Reputation: 715
An example dataframe:
example_df = data.frame(Gene.names = c("A", "B"),
Score = c("3.69,2.97,2.57,3.09,2.94",
"3.99,2.27,2.89,2.89,2.00,2.52,2.09,2.83"),
ResidueAA = c("S", "Y"),
ResidueNo = c(3, 3),
Sequence = c("MSSYT", "MSSYTRAP") )
I want to check if the character at ResidueAA column at the position at ResidueNo column matches with the corresponding position in the ‘Sequence’ column. The output should be another column, say, ‘Check’ with a Yes or No.
This is working code:
example_df$Check=sapply(1:nrow(example_df),FUN=function(i){d=example_df[i,]; substr(d$Sequence,d$ResidueNo,d$ResidueNo)==d$ResidueAA})
Is there an easier/elegant way to do this? Ideally, I want something that works within a dplyr pipe.
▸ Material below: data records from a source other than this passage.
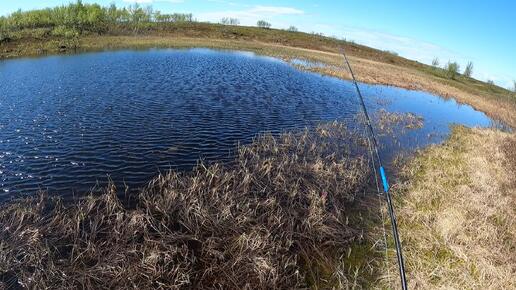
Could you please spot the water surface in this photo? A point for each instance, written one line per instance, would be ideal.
(69, 122)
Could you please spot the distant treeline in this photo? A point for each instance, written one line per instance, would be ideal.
(78, 18)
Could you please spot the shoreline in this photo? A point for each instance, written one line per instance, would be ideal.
(370, 71)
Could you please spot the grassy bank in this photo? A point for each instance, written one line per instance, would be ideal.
(87, 27)
(371, 65)
(279, 218)
(456, 209)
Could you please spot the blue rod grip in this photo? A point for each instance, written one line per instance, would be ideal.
(384, 179)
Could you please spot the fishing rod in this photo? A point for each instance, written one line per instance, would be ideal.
(387, 194)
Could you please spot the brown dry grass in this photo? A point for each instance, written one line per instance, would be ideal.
(457, 213)
(277, 218)
(371, 65)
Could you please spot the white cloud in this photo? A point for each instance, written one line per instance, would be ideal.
(411, 48)
(152, 1)
(275, 10)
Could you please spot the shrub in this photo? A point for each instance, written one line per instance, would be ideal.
(63, 31)
(452, 69)
(229, 21)
(263, 24)
(469, 69)
(292, 29)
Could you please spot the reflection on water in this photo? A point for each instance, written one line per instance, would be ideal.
(70, 121)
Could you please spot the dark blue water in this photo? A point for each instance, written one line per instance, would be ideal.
(68, 122)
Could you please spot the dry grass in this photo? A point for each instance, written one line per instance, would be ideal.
(370, 65)
(388, 122)
(277, 218)
(457, 213)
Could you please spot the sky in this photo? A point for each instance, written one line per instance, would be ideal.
(483, 32)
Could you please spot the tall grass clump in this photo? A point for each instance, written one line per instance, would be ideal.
(452, 69)
(268, 221)
(469, 70)
(435, 62)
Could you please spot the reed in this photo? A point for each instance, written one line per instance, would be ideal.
(270, 220)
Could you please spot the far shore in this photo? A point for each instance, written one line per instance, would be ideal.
(370, 65)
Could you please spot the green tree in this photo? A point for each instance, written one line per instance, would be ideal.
(469, 69)
(263, 24)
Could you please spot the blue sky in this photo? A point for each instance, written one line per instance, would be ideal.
(483, 32)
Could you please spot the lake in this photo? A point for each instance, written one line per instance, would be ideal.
(70, 122)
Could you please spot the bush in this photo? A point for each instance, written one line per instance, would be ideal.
(63, 31)
(292, 29)
(452, 69)
(229, 21)
(263, 24)
(88, 17)
(469, 69)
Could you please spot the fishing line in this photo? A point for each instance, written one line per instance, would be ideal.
(383, 176)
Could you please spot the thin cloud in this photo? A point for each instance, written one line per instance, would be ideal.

Also, related to this, how can I extract the corresponding value from the 'Score' column into a new column, say, 'Score_1'?
Thanks
Upvotes: 1
Views: 106
Reputation: 887231
We can use substr
directly
library(dplyr)
example_df %>%
mutate(Check = substr(Sequence, ResidueNo, ResidueNo) == ResidueAA)
-output
# Gene.names Score ResidueAA ResidueNo Sequence Check
#1 A 3.69,2.97,2.57,3.09,2.94 S 3 MSSYT TRUE
#2 B 3.99,2.27,2.89,2.89,2.00,2.52,2.09,2.83 Y 3 MSSYTRAP FALSE
To create a new column with match
ing 'Score', use match
to get the corresponding index instead of ==
(which does an elementwise comparison) and use the index for extracting the 'Score' element
example_df %>%
mutate(Score2 = Score[match(ResidueAA,
substr(Sequence, ResidueNo, ResidueNo), ResidueAA)])
-output
#Gene.names Score ResidueAA ResidueNo Sequence
#1 A 3.69,2.97,2.57,3.09,2.94 S 3 MSSYT
#2 B 3.99,2.27,2.89,2.89,2.00,2.52,2.09,2.83 Y 3 MSSYTRAP
# Score2
#1 3.69,2.97,2.57,3.09,2.94
#2 <NA>
Based on the comments, we need to extract the corresponding element of 'Score' based on the 'ResidueNo' if
the substr
ing values of 'Sequence' is the same as the 'ResidueAA'. This can be done by splitting the 'Score' with strsplit
into a list
, extract the first element ([[1]]
- after a rowwise
operation) and then use the 'ResidueNo' to get the splitted word on that location
example_df %>%
rowwise %>%
mutate(Score2 = if(substr(Sequence, ResidueNo, ResidueNo) ==
ResidueAA) strsplit(Score, ",")[[1]][ResidueNo] else NA_character_) %>%
ungroup
-output
# A tibble: 2 x 6
# Gene.names Score ResidueAA ResidueNo Sequence Score2
# <chr> <chr> <chr> <dbl> <chr> <chr>
#1 A 3.69,2.97,2.57,3.09,2.94 S 3 MSSYT 2.57
#2 B 3.99,2.27,2.89,2.89,2.00,2.52,2.09,2.83 Y 3 MSSYTRAP <NA>
Or another option is separate_rows
to split the rows to expand the data, then do a group by 'Gene.names', `summarise to get the corresponding 'Score2' element (similar to previous solution) and do a join with the original dataset
library(tidyr)
example_df %>%
separate_rows(Score, sep= ",") %>%
group_by(Gene.names) %>%
summarise(Score2 = if(substr(first(Sequence), first(ResidueNo), first(ResidueNo)) ==
first(ResidueAA)) Score[first(ResidueNo)] else
NA_character_, .groups = 'drop') %>%
right_join(example_df)
Upvotes: 1
Reputation: 8506
To get an individual score, you would need to split the string and return the index corresponding to the position. You could vectorize this, e.g.:
getScore <- Vectorize(function(x, pos) unlist(strsplit(x, ",", TRUE), use.names = FALSE)[pos])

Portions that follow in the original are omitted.